É exagero falar que o Orkut deu início a uma nova cultura? Talvez, sim. Mas não há excesso ao dizer que ele contribuiu com um traço marcante da cultura digital deste início de século 21: a lógica da visibilidade midiática. Se não foi o primeiro, o Orkut foi o mais eficiente a implantar esse jeito de viver.

Ao longo da história, poucas pessoas tiveram exposição e destaque social. Na maioria das vezes, essa proeminência era privilégio exclusivo de grandes estadistas e clérigos, que arrogavam para si a função de mediadores entre os humanos e os deuses e, por isso, eram dotados de visibilidade especial. Na maior parte das vezes, os demais cidadãos eram meros anônimos. Ser visível era praticamente uma eleição divina.

Mas quando a visibilidade era um golpe do destino, ninguém se preocupava muito com isso. Acontece que, quando surgiram os meios de comunicação, isso mudou.

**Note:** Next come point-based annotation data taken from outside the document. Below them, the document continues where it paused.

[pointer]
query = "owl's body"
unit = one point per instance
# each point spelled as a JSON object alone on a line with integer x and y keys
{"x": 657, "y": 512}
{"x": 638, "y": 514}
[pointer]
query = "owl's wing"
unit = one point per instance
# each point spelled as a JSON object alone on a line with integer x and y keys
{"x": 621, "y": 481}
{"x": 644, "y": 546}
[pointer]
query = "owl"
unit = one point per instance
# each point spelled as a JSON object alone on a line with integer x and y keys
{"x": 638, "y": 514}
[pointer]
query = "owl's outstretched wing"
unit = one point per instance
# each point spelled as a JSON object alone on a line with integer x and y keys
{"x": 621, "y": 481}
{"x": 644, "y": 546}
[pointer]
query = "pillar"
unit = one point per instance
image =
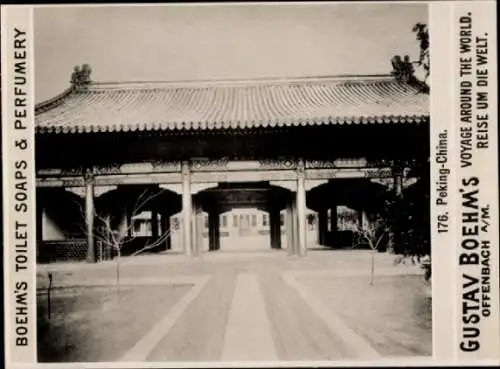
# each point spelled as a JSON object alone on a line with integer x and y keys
{"x": 398, "y": 184}
{"x": 167, "y": 231}
{"x": 154, "y": 225}
{"x": 275, "y": 228}
{"x": 128, "y": 220}
{"x": 186, "y": 209}
{"x": 288, "y": 228}
{"x": 333, "y": 226}
{"x": 360, "y": 219}
{"x": 217, "y": 233}
{"x": 322, "y": 226}
{"x": 89, "y": 219}
{"x": 301, "y": 209}
{"x": 295, "y": 228}
{"x": 213, "y": 231}
{"x": 39, "y": 222}
{"x": 197, "y": 230}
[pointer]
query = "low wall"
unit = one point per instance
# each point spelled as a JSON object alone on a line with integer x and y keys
{"x": 61, "y": 250}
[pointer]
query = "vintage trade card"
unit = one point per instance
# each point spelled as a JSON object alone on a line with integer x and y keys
{"x": 250, "y": 184}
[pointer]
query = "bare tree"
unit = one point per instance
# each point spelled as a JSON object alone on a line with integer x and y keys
{"x": 115, "y": 238}
{"x": 371, "y": 233}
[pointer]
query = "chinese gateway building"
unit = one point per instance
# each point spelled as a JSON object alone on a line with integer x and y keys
{"x": 188, "y": 153}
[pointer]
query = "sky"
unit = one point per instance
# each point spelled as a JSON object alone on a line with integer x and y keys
{"x": 220, "y": 41}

Quem aparecia ali era gente comum que conseguiu escapar do limbo do anonimato social, tornava-se celebridade, um verdadeiro olimpiano: seres humanos normais, com suas alegrias e dores, que habitavam o Olimpo, o monte dos deuses, o lugar dos privilégios. Então, era possível lutar para se tornar visível, o que favoreceu a ideia de que a vida ganha mais sentido se estiver em exposição.

O Orkut “democratizou” ainda mais a luta, quando passou a ser um espaço em que todos podem expor sua vida e competir por um lugar ao sol, cuja luz irradia das telas midiáticas. Cada ser humano que viveu sobre a Terra sempre tentou fazer algo significativo da vida. Mas, ao liberar as pessoas para buscar visibilidade, o Orkut deflagrou uma guerra de uns contra os outros pela atenção dos demais. Nem que seja para ser esquecido no segundo seguinte. Viver para se expor – ou seria se expor para viver?

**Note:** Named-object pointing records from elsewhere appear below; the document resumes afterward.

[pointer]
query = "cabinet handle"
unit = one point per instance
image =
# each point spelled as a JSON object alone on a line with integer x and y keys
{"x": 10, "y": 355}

É verdade que a internet, desde o início, sugeria muito relacionamento entre as pessoas. Veja, por exemplo, funcionalidades como e-mail, o finado MSN e seu sucessor, Skype. Eles são ótimos como ferramentas de conversa. Com todos eles, é possível ter um bate-papo com várias pessoas ao mesmo tempo. Mas eles não favorecem a visibilidade midiática. Neles a informação é confidencial, fica entre duas pessoas ou, no máximo, um grupo selecionado. Seu usuário não se torna alguém visível. Seu conteúdo não fica exposto, competindo na vitrine social.

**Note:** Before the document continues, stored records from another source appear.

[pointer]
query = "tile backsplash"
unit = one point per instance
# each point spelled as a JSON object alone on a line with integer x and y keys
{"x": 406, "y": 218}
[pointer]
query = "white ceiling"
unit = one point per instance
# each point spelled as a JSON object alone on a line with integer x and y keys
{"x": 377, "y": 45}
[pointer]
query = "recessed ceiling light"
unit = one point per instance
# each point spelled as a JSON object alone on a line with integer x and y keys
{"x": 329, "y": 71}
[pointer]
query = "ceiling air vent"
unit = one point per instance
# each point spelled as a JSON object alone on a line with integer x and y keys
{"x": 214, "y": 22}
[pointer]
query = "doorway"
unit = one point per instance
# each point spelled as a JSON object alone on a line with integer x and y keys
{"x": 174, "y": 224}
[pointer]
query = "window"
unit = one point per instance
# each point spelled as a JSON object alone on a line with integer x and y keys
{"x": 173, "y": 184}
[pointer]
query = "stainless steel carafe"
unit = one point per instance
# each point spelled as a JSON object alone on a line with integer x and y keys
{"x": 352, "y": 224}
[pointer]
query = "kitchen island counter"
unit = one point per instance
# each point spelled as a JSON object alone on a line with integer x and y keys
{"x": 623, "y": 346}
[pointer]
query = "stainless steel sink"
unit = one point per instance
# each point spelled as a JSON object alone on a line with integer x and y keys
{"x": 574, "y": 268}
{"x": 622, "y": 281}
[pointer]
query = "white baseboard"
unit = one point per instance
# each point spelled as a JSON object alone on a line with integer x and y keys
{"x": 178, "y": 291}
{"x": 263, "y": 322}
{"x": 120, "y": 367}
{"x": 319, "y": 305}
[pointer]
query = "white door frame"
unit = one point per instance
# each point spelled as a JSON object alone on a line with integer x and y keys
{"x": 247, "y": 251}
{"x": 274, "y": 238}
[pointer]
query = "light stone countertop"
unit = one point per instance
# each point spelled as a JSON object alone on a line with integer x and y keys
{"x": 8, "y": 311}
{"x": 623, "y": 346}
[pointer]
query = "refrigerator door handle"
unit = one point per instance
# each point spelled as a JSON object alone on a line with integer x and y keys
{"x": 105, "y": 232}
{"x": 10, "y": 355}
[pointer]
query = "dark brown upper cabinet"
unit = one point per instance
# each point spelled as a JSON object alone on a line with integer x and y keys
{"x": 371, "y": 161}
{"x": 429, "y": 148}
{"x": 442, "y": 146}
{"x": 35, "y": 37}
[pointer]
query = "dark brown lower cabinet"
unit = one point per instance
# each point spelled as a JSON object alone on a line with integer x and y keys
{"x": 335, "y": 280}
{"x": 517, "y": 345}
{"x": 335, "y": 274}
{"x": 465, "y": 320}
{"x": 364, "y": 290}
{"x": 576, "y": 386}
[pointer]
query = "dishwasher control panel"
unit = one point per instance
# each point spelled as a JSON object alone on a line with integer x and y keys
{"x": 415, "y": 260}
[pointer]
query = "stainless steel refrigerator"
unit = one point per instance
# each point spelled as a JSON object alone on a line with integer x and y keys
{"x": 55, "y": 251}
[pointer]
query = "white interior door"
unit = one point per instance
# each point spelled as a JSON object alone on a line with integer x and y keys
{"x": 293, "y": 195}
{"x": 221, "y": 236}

Ao completar dez anos, o Orkut morre. Mas, assim como Getúlio Vargas pretendia, ele sai da vida para entrar na história. Mais importante: deixa sucessores, como o Facebook, muito mais eficientes ao nos dar ferramentas para explorarmos a visibilidade midiática e essa competição infindável pelo lugar mais importante na timeline dos outros. Assim, o Orkut acaba, mas a visibilidade midiática, não. Por isso o seu fim é ainda mais importante. Como toda morte, essa é uma oportunidade de reflexão sobre o que queremos da vida. No caso: queremos viver disputando espaço na vitrine dos outros? É isso que dá sentido à nossa vida?